Friday, February 19, 2010

Zudweg's "The Baby"

"The Baby" is a super simple, but highly effective imitation of an Alevin. A great pattern for early to mid spring when steelhead are feeding heavily on young Salmon and Steelhead Sac Fry. Most of the time I will fish this as the bottom fly on my nymphing rig with an egg being the top fly. Very often steelhead will take when the rig starts to swing at the end of the drift.


Step 1: Place a size 10 Daiichi X510 hook in your vise, attach thread and tie in a pair of Large Mono eyes (black) just behind the hook eye. Be sure to place some tight wraps around the base. This will bring the eyes to the top side of the hook and will keep them from interfering with the hook set.

Step 2: Lash down a sparse clump of Olive Ice Dub just behind the Mono Eyes.

Step 3: Fold the front half of the Ice Dub back and place a couple thread wraps just behind the Mono Eyes to secure the Ice Dub in that position.

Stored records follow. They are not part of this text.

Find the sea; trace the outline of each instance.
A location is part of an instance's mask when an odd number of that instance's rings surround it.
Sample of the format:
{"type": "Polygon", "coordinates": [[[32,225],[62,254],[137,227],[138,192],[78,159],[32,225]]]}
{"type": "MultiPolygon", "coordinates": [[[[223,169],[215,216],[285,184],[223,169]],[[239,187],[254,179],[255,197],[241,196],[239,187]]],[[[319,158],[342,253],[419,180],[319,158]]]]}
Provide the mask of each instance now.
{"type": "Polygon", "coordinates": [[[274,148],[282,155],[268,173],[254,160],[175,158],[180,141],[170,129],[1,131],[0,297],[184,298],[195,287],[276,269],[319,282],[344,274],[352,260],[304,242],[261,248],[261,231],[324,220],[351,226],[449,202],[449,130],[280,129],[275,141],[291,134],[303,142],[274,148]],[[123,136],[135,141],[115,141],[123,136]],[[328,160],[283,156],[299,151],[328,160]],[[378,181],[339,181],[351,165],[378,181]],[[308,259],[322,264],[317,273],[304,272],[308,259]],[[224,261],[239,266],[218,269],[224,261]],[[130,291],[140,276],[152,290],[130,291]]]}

Step 4: Rotate the fly upside down and tie in your favorite color McFly Foam just behind the Mono Eyes. Whip finish in front of the Mono Eyes.

Step 5: Trim the McFly Foam as you would on a small egg pattern.

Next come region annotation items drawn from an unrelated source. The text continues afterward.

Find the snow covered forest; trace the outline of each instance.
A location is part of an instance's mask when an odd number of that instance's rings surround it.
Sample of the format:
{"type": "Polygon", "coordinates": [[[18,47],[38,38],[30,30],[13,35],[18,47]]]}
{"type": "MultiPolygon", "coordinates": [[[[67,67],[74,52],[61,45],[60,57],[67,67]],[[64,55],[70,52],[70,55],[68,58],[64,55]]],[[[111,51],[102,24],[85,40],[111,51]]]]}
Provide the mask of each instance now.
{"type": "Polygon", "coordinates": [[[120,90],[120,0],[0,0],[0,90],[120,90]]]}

Step 6: Turn the fly right side up and add a drop of Dave's Flexament in between the eyes. Bam, Balam, you're done! Tie up a few and give them a try on your favorite Steelhead water this spring.






Saturday, February 13, 2010

Zudweg's "Darth Hopper" Tying Instructions

If you love fishing hoppers for large trout, this pattern is a must for your box. I've caught some of my largest trout on this pattern! It is also very effective with tan or kelly green foam. Regardless of the foam color, the body and leg colors should remain the same. It has also proven to be very effective on bass when tied larger and bluegill when tied smaller.

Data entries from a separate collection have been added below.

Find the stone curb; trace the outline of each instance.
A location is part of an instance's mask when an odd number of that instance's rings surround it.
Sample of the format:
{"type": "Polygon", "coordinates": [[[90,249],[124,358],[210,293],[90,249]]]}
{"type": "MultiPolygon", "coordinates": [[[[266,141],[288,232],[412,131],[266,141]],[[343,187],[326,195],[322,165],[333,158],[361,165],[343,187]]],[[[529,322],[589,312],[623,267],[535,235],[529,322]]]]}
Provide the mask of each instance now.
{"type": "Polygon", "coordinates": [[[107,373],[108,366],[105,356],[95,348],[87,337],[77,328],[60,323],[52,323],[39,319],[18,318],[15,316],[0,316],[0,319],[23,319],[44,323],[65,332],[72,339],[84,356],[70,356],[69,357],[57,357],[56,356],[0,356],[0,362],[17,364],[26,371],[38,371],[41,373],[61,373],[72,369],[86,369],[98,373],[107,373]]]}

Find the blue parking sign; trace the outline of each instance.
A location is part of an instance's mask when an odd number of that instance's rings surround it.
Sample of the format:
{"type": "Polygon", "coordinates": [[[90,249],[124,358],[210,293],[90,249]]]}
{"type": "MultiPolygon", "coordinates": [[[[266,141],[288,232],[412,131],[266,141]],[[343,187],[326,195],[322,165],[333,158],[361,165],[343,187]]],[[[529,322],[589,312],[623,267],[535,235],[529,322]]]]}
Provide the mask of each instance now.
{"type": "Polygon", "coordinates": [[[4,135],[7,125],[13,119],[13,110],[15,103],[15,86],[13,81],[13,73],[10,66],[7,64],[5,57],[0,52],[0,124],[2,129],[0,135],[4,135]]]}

You will need 3mm sheet foam (found at most hobby stores) and Hareline's Beavertail Body Cutter (size medium)

Step 1: Stamp out a body from the foam about 3/4" from the foam edge, then using a razor blade (or x-acto knife) cut a sleeve to the foam edge. This sleeve will be used to form the head.

You can see from this photo how the foam body should look.

Step 2: Place a Daiichi 2461 (size 4) hook in your vise, wind black thread (I prefer "Big Fly" Uni Thread) to the back and dub a body of Hareline's Ice Dub (Olive) about a third of the way toward the front.

Step 3: Place the foam body on top of the hook with two snug wraps between the middle and rear body segments.

Step 4: Place two of Hareline's Grizzly Barred Rubber Legs (orange/black) on top of the thread wraps with two more wraps.
The legs should hang off the rear by about 1" and off the front by about 2 1/2".

Step 5: Continue dubbing a body up the hook, finishing about 1/16" behind the eye.

Step 6: Tie down the foam body at the next body segment just behind the hook eye with two snug wraps.

Step 7: Tie in a clump of Hareline's Stiff Pearl Krystal Flash using two more wraps. (If you're going to be bass fishing at night use glow in the dark flashabou as a substitute).

Step 8: Fold the sleeve back to form a head and tie off with two snug thread wraps. Step 9: Tie in the remnant of the rubber legs on the top using two snug wraps, then pull the head back and whip finish just behind the eye of the hook.

Step 10: Cut the legs in the center and shimmy each of them to the sides of the body. Cut the legs 3/4" to 1" in length. At this point you should also cut the pearl wing even with the foam body. The sleeve should also be cut shorter as seen in this image.

Step 11: Using a white paint marker, place a spot on the head and sleeve of the foam for better visibility.

At this point the fly looks finished, but there is one more very important step.

To make it durable, you must add a drop of Dave's Flexament to the tie in point of each leg. Do NOT use anything for this step except a Flexible Cement or it will distort the rubber legs. Also, be sure the legs are positioned exactly where you want them before cementing.